We have already had phenomena such as the Josephson effect and Bose–Einstein condensation described as macroscopic quantum effects. So why would quantum tunneling deserve this much emphasis again? What exactly distinguishes the older “macroscopic quantum effects” from the one highlighted this time, both conceptually and experimentally?

A compact answer is:

“Third quantization” = quantization of the order parameter
that is, macroscopic energy levels + coherent superposition of macroscopic states.

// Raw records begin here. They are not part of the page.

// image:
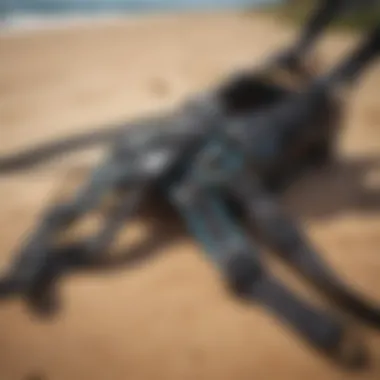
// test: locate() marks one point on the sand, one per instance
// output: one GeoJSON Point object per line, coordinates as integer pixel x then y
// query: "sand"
{"type": "Point", "coordinates": [170, 318]}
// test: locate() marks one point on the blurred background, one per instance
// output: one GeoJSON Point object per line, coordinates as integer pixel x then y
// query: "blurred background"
{"type": "Point", "coordinates": [74, 65]}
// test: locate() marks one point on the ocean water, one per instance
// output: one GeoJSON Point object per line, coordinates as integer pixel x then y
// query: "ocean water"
{"type": "Point", "coordinates": [10, 8]}
{"type": "Point", "coordinates": [19, 15]}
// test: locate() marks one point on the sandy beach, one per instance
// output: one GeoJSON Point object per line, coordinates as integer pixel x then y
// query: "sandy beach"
{"type": "Point", "coordinates": [170, 318]}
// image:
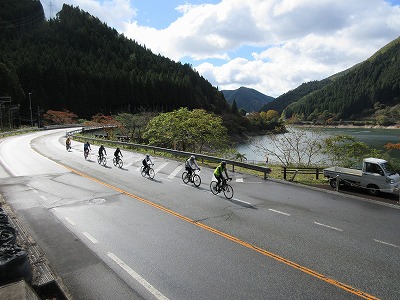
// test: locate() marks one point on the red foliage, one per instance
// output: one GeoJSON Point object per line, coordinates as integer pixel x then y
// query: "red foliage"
{"type": "Point", "coordinates": [392, 146]}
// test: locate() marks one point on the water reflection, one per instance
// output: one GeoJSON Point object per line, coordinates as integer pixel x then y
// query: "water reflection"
{"type": "Point", "coordinates": [375, 138]}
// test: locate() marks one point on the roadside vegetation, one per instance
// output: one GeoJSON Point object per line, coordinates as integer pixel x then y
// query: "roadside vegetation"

A quantum system formed by single-state condensation#

Let us begin with Bose–Einstein condensation. At sufficiently low temperature, the de Broglie wavelengths of many atoms overlap coherently, and a large number of particles occupy the same quantum state. One is then tempted to describe the condensate as a kind of macroscopic atom.

Schematically, one may think of the condensate state as

BEC=i=1Nψ(xi)eiϕi.\lvert \mathrm{BEC} \rangle = \bigotimes_{i=1}^{N} \lvert \psi(x_i)e^{i\phi_i} \rangle .

Each constituent quasi-particle occupies a state with amplitude ψ(x)\psi(x) and phase ϕ\phi. The essential point is that a huge number of particles are described by one coherent quantum state.

This picture is not limited to atomic gases. In superconductivity, one also encounters a condensed state: the BCS state. In that case the condensation takes place in momentum space rather than ordinary real space, but the spirit is similar: a large number of degrees of freedom become phase coherent.

Now connect two superconductors with a thin insulating barrier. Then one obtains a Josephson junction, where the current is determined by the phase difference between the two superconductors. Formally one may write the Josephson current as

IJ=S(ϕ)[HT,NL]S(ϕ).I_J = \langle S(\phi) \rvert [H_T, N_L] \lvert S(\phi) \rangle .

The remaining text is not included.